Más que de dos espadas, el ejercicio hispánico de la potestas durante cinco siglos se ha basado, si se me permite la imagen, en la espada de dos filos
Al margen de sus innumerables errores y de sus incontables aciertos, entre el Concilio de Trento y el Concilio Vaticano II se han desarrollado unas claves decisivas que han marcado la teología política de nuestra época contemporánea: la vigencia rota de las dos espadas. En la liturgia -que expresa la fe en sus más diversas manifestaciones- la magnitud del combate demuestra el alcance real de tal transformación.
A diferencia del de la fille ainé, el caso español presenta su idiosincrasia propia. Más que de dos espadas, el ejercicio hispánico de la potestas durante cinco siglos se ha basado, si se me permite la imagen, en la espada de dos filos (Heb. 4,12).

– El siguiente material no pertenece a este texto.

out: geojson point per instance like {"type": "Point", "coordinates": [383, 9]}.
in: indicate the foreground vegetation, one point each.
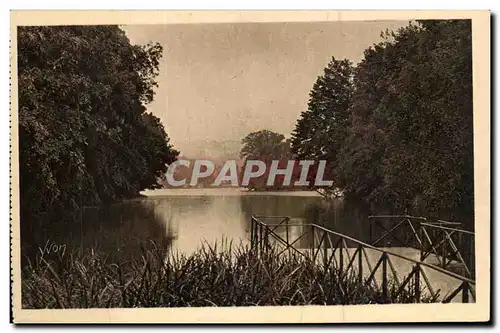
{"type": "Point", "coordinates": [208, 277]}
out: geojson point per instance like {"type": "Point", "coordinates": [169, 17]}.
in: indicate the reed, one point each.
{"type": "Point", "coordinates": [215, 275]}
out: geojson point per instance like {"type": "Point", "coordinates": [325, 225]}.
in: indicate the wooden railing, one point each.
{"type": "Point", "coordinates": [371, 265]}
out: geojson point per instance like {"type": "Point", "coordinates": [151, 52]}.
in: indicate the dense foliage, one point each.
{"type": "Point", "coordinates": [84, 134]}
{"type": "Point", "coordinates": [408, 142]}
{"type": "Point", "coordinates": [211, 276]}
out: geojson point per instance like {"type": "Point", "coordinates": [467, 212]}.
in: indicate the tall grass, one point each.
{"type": "Point", "coordinates": [212, 276]}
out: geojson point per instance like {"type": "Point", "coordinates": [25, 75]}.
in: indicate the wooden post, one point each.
{"type": "Point", "coordinates": [325, 251]}
{"type": "Point", "coordinates": [385, 287]}
{"type": "Point", "coordinates": [465, 292]}
{"type": "Point", "coordinates": [370, 236]}
{"type": "Point", "coordinates": [251, 233]}
{"type": "Point", "coordinates": [287, 239]}
{"type": "Point", "coordinates": [313, 244]}
{"type": "Point", "coordinates": [341, 256]}
{"type": "Point", "coordinates": [443, 249]}
{"type": "Point", "coordinates": [421, 234]}
{"type": "Point", "coordinates": [360, 264]}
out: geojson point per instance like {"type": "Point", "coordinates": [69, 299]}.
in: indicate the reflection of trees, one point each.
{"type": "Point", "coordinates": [121, 231]}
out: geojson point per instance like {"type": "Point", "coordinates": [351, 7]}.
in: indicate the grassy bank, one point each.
{"type": "Point", "coordinates": [209, 277]}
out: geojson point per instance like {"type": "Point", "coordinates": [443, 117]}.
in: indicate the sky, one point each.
{"type": "Point", "coordinates": [221, 81]}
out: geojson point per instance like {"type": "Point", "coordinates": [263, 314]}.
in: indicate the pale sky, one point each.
{"type": "Point", "coordinates": [222, 81]}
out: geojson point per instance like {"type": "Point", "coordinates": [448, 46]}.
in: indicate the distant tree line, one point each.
{"type": "Point", "coordinates": [397, 128]}
{"type": "Point", "coordinates": [84, 134]}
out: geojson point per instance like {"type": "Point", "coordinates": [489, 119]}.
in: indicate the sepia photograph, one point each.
{"type": "Point", "coordinates": [315, 165]}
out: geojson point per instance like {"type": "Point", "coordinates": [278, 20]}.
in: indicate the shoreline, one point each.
{"type": "Point", "coordinates": [224, 192]}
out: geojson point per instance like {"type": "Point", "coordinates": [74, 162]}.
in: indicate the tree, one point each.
{"type": "Point", "coordinates": [84, 134]}
{"type": "Point", "coordinates": [321, 130]}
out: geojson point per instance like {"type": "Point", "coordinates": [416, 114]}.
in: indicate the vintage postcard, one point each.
{"type": "Point", "coordinates": [250, 167]}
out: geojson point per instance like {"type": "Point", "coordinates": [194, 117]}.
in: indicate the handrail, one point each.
{"type": "Point", "coordinates": [436, 268]}
{"type": "Point", "coordinates": [431, 225]}
{"type": "Point", "coordinates": [397, 217]}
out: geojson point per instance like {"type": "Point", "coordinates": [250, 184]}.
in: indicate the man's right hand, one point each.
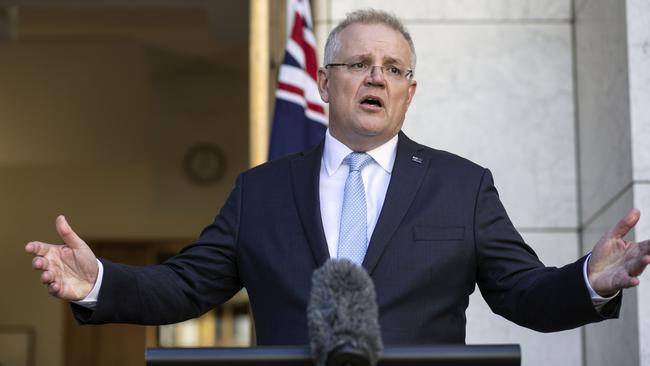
{"type": "Point", "coordinates": [69, 270]}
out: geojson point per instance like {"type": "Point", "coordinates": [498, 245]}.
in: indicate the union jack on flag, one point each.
{"type": "Point", "coordinates": [299, 120]}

En el plano cultural, la lucha no ha sido tanto por liberarse de la tutela eclesiástica, que también, sino por quién y cómo empuñar la espada. El desastre de la Desamortización o la catástrofe de la Guerra Civil no reflejan sólo la trágica debilidad de la construcción de un Estado liberal, sino la precaria pervivencia de su identidad nacional.
Mellado irreversiblemente en los últimos treinta años uno de sus filos, desmintiendo las esperanzas además posconciliares dentro de un proceso global de transformación política y social, los asuntos doctrinales y pastorales, con ser cuestiones decisivas y fundamentales para la salvación personal, desempeñan un papel penúltimo en el actual horizonte. Desmontadas estas cuestiones para ponerlas «a la hora», la Iglesia, irrelevante, estará disponible para ingresar, como pieza arqueológica, en la museografía ideológica contemporánea.
Es incontestable que la fidelidad a la Tradición no podrá continuar la fantasía ni de restaurar el pasado ni de prolongar sus restos. Deberá adivinar las formas de mantenerlo presente, escatológico, en el futuro.